Troppo spesso, negli ultimi anni, l’intero dibattito sulle fake news si è concentrato sulla necessità di censurare o moderare le informazioni false all’interno delle piattaforme digitali. Ma c’è molto di più. Combattere la disinformazione è un impegno che parte da una profonda comprensione del modo in cui le informazioni si diffondono sul web e delle conseguenze che i social network hanno nella formazione delle nostre opinioni, delle nostre scelte politiche, sociali, di consumo.
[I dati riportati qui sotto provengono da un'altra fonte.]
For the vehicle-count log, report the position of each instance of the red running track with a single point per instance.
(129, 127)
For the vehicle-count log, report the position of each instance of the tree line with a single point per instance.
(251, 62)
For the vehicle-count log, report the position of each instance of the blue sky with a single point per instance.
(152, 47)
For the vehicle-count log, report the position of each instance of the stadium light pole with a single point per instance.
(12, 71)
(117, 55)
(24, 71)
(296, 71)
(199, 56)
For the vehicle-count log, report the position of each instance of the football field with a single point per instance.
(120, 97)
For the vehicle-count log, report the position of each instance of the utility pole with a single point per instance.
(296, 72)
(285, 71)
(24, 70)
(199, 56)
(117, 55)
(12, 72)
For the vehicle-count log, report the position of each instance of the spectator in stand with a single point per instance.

È un processo che coinvolge la nostra capacità di ragionare della verità, a prescindere dal mezzo di comunicazione.

È, insomma, una sfida che non ha niente a che fare con l’eliminazione – o la censura - delle fake news dai social network, impresa titanica e virtualmente impossibile. Serve uno sforzo di analisi, di comprensione, di cultura digitale ed epistemologica, che ci restituisca nuove forme di verità per un mondo in continua evoluzione.